The Foundation’s wide-ranging plans to “inform the dialogue” included a plenary talk by Mark McClellan, co-chair of the RWJF Commission to Build a Healthier America, and a former head of both the Food and Drug Administration and the Centers for Medicare and Medicaid Services. McClellan spoke at the AcademyHealth National Health Policy Conference in Washington, D.C., last week — less than a month after the release of the Commission’s 2014 report.

“To become healthier and reduce the growth of public and private spending on medical care, we must create a seismic shift in how we approach health and the actions we take,” said McClellan, “As a country, we need to expand our focus to address how to stay healthy in the first place.”

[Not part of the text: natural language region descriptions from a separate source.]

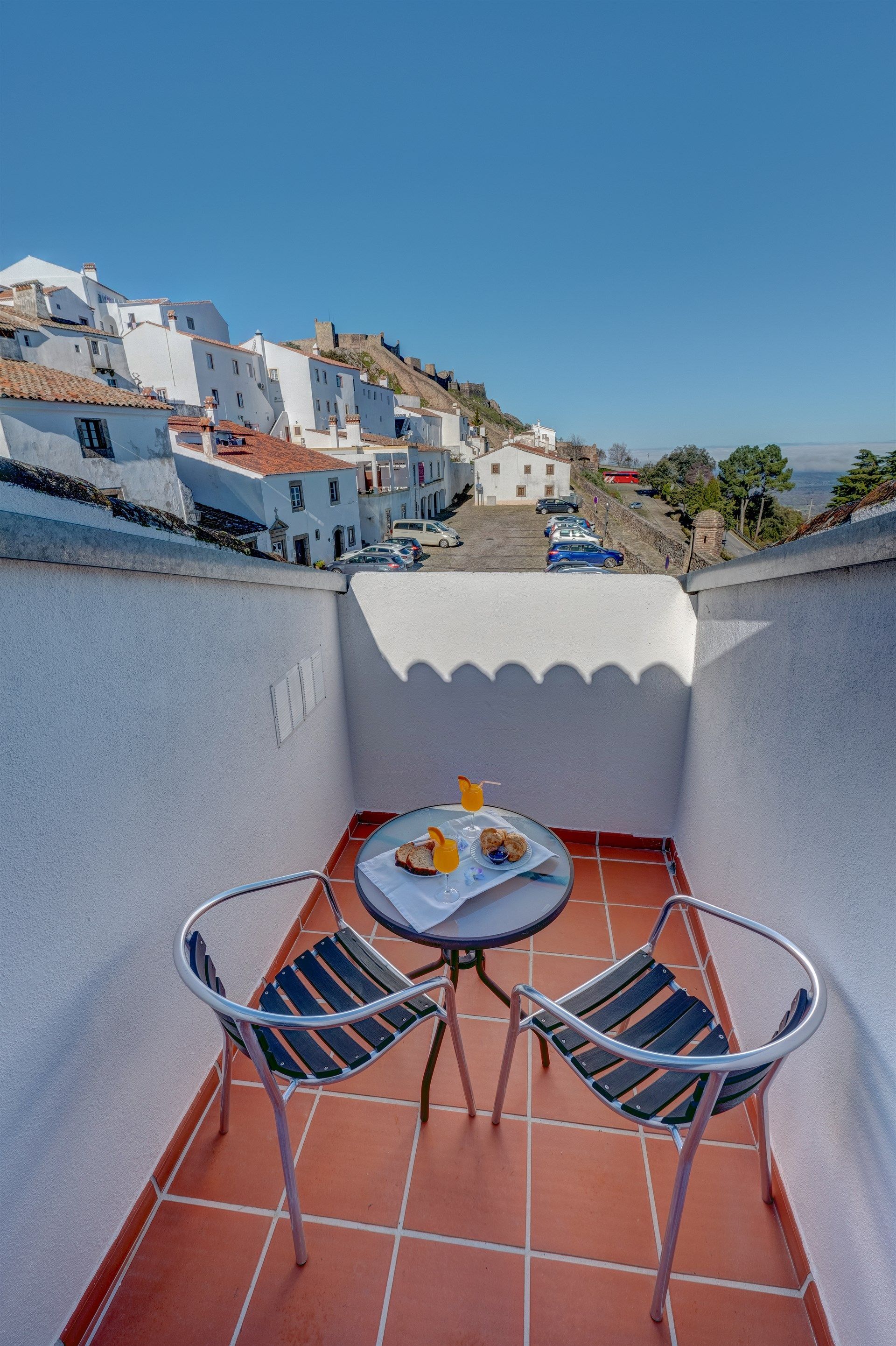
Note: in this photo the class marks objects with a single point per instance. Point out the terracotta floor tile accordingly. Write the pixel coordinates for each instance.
(399, 1073)
(727, 1229)
(590, 1306)
(644, 855)
(506, 967)
(336, 1299)
(707, 1316)
(587, 886)
(633, 926)
(557, 976)
(470, 1179)
(483, 1046)
(590, 1196)
(637, 885)
(450, 1295)
(580, 929)
(189, 1279)
(345, 866)
(244, 1166)
(559, 1095)
(322, 918)
(354, 1161)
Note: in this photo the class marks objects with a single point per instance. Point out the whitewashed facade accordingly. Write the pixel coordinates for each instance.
(516, 474)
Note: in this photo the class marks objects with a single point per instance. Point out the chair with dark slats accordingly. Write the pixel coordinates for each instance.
(657, 1056)
(299, 1031)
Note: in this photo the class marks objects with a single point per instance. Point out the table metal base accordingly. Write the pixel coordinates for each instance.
(453, 960)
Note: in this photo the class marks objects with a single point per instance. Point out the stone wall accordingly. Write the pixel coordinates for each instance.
(653, 536)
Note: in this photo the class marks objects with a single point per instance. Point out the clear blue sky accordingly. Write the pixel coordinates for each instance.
(651, 223)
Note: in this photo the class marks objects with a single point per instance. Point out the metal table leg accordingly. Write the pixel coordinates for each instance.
(436, 1046)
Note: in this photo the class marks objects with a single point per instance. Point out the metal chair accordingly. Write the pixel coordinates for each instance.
(688, 1073)
(291, 1037)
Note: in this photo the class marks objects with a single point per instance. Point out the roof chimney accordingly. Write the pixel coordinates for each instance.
(28, 298)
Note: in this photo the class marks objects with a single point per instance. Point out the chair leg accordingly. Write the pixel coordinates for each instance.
(226, 1058)
(764, 1143)
(680, 1191)
(513, 1033)
(283, 1139)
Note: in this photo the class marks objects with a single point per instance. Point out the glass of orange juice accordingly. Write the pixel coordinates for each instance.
(446, 859)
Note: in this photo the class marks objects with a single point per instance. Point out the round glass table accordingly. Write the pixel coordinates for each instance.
(513, 910)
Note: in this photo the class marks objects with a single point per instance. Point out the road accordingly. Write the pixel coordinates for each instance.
(496, 537)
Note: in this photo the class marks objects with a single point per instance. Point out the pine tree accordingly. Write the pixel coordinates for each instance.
(861, 478)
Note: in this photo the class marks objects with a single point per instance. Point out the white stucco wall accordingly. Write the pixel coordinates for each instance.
(569, 690)
(140, 775)
(513, 462)
(789, 816)
(45, 434)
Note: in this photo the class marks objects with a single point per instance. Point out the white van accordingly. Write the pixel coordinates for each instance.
(426, 531)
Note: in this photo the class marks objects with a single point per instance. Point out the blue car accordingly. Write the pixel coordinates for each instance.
(592, 554)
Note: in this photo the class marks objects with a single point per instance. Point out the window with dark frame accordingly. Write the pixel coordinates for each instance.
(93, 437)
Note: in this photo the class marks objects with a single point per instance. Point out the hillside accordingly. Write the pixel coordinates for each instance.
(376, 359)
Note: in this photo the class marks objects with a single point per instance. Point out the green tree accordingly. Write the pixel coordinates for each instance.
(774, 476)
(861, 478)
(739, 478)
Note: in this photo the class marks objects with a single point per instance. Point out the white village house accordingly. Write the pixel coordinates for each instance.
(112, 438)
(517, 473)
(304, 501)
(30, 331)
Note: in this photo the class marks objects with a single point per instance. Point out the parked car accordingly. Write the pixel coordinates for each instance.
(567, 521)
(372, 562)
(551, 505)
(583, 550)
(566, 567)
(411, 551)
(424, 531)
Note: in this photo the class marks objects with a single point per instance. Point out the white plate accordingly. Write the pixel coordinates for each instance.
(511, 866)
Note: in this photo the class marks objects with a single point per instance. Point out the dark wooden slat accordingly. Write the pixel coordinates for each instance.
(310, 1053)
(591, 1063)
(298, 994)
(358, 983)
(633, 999)
(683, 1031)
(278, 1057)
(671, 1084)
(315, 972)
(609, 984)
(366, 959)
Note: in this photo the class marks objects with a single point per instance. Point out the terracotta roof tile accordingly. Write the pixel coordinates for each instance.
(259, 453)
(35, 383)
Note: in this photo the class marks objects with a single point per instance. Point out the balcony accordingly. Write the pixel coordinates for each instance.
(712, 734)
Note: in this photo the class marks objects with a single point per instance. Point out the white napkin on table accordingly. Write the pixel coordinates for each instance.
(418, 898)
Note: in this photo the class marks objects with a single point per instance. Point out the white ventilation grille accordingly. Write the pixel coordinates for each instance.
(295, 696)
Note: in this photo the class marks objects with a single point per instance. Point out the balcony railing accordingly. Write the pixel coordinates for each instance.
(723, 717)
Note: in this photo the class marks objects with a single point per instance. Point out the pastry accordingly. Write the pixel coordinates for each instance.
(490, 839)
(514, 846)
(416, 858)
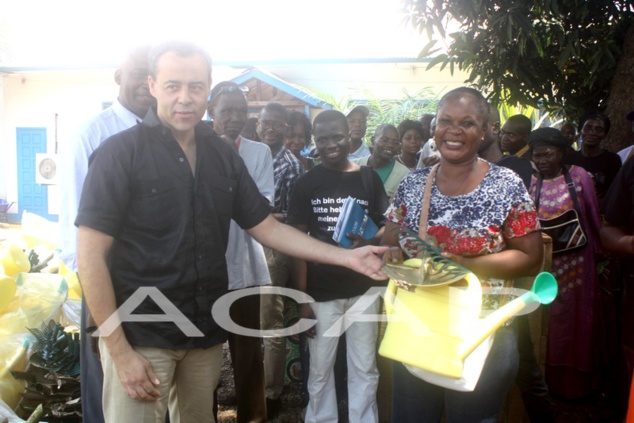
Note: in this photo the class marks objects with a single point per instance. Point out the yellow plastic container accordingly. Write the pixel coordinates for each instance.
(7, 292)
(431, 327)
(436, 328)
(14, 260)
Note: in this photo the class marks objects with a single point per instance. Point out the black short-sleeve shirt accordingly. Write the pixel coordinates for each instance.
(170, 228)
(618, 205)
(316, 202)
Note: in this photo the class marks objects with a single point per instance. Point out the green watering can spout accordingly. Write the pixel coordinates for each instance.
(543, 291)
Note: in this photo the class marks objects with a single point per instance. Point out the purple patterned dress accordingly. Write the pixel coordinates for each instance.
(572, 360)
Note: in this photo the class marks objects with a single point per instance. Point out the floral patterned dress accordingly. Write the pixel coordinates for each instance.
(472, 224)
(572, 358)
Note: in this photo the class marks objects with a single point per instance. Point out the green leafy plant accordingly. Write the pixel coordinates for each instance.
(52, 375)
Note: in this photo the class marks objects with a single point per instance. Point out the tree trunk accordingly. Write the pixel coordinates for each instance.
(621, 99)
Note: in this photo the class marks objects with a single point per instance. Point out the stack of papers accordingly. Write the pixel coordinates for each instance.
(353, 219)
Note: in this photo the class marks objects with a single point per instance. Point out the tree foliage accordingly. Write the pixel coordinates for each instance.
(557, 54)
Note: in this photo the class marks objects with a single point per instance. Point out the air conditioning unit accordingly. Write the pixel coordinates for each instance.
(46, 168)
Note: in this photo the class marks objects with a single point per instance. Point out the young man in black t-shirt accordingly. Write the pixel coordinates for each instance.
(315, 204)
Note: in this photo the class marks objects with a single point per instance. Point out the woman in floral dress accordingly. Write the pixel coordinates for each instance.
(572, 360)
(482, 217)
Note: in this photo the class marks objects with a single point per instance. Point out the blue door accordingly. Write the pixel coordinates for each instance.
(32, 197)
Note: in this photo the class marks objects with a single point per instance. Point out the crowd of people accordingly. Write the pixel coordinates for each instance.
(191, 206)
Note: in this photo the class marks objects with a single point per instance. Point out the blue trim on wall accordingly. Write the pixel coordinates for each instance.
(233, 63)
(281, 85)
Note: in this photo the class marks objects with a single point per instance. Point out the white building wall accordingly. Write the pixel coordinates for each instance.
(61, 100)
(57, 101)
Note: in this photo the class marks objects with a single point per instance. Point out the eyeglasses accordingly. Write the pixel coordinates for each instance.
(273, 124)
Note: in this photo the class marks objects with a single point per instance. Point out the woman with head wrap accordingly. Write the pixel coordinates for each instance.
(572, 362)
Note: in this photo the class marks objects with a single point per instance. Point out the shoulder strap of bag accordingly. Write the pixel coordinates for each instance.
(573, 191)
(366, 179)
(424, 212)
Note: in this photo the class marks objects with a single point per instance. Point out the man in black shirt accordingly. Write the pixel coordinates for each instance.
(153, 225)
(603, 165)
(316, 202)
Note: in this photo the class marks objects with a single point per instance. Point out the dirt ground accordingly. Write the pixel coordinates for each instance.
(586, 411)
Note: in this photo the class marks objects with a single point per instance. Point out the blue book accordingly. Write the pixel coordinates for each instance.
(353, 219)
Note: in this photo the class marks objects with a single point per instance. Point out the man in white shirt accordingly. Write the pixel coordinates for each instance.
(246, 261)
(358, 123)
(132, 104)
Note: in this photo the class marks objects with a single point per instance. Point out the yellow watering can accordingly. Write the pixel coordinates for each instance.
(436, 327)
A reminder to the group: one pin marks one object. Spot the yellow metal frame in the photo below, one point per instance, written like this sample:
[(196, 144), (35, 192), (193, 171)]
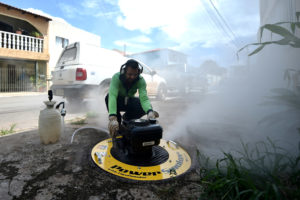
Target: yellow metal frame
[(178, 163)]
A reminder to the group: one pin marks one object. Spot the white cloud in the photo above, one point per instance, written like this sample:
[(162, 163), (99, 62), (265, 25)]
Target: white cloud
[(139, 42), (191, 21), (69, 11)]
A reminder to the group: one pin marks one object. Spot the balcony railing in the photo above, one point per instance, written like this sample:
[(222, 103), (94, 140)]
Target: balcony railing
[(21, 42)]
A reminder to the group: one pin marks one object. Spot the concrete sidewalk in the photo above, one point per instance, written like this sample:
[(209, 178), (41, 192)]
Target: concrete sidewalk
[(18, 94)]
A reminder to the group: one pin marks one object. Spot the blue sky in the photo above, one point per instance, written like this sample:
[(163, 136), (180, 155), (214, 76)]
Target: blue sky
[(203, 29)]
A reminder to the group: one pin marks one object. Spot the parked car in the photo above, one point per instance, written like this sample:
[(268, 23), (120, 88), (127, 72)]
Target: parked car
[(85, 70)]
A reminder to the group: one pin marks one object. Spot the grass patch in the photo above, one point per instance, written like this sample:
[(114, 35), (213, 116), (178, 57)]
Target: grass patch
[(8, 131), (263, 172)]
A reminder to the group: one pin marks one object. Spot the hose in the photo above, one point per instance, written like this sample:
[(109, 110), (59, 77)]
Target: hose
[(88, 127)]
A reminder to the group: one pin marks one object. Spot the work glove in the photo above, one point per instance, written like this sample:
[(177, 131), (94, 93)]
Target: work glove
[(152, 115), (113, 126)]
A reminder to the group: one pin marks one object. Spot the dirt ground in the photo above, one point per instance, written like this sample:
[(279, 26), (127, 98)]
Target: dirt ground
[(30, 170)]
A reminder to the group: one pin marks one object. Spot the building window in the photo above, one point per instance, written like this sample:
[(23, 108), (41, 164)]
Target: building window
[(61, 42)]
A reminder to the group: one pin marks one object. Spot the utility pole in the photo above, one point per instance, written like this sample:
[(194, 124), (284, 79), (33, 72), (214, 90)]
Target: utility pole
[(124, 51)]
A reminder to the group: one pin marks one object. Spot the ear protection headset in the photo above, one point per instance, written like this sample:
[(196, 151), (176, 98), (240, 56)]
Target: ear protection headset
[(132, 63)]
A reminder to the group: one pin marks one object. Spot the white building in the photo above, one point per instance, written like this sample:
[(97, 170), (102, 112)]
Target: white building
[(61, 34)]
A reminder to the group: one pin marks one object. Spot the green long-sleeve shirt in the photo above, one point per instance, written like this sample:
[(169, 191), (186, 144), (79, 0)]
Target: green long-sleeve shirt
[(117, 88)]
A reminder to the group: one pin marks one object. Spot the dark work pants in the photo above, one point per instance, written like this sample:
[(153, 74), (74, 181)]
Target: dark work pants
[(133, 109)]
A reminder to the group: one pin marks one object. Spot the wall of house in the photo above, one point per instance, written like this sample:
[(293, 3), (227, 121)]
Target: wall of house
[(41, 24), (60, 28)]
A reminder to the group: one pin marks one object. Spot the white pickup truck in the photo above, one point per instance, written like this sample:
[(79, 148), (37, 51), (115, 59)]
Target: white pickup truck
[(84, 71)]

McClellan told a very attentive audience that critical needed changes include:

  • Improve opportunities [for people] to make healthy decisions where we live, learn, work and play
  • Improve access to a good education, jobs and health care
  • Work across sectors, collaborating to improve the health of all Americans
  • Make investing in America’s youngest children a high priority
  • Fundamentally change how we revitalize neighborhoods, fully integrating health into community development
  • Adopt new health “vital signs” to assess non-medical indicators for health such as jobs, income, housing, transportation and access to healthy food.
  • Create incentives tied to reimbursement for health professionals and health care institutions to address non-medical factors that affect health.

McClellan cited two examples of organizations that are addressing issues beyond healthcare in order to improve health:

  • Health Leads, a national health care organization, enables physicians and other health professionals to systematically screen patients for food, heat, and other basic resources that patients need to be healthy and “prescribe” these resources for patients.
  • The Medical-Legal Partnership program removes legal barriers that impede health for low-income populations by integrating legal professionals into the care team. These volunteers intervene with landlords, social service agencies, and others to address health-harming conditions ranging from lack of utilities to bedbugs to mold in rental properties.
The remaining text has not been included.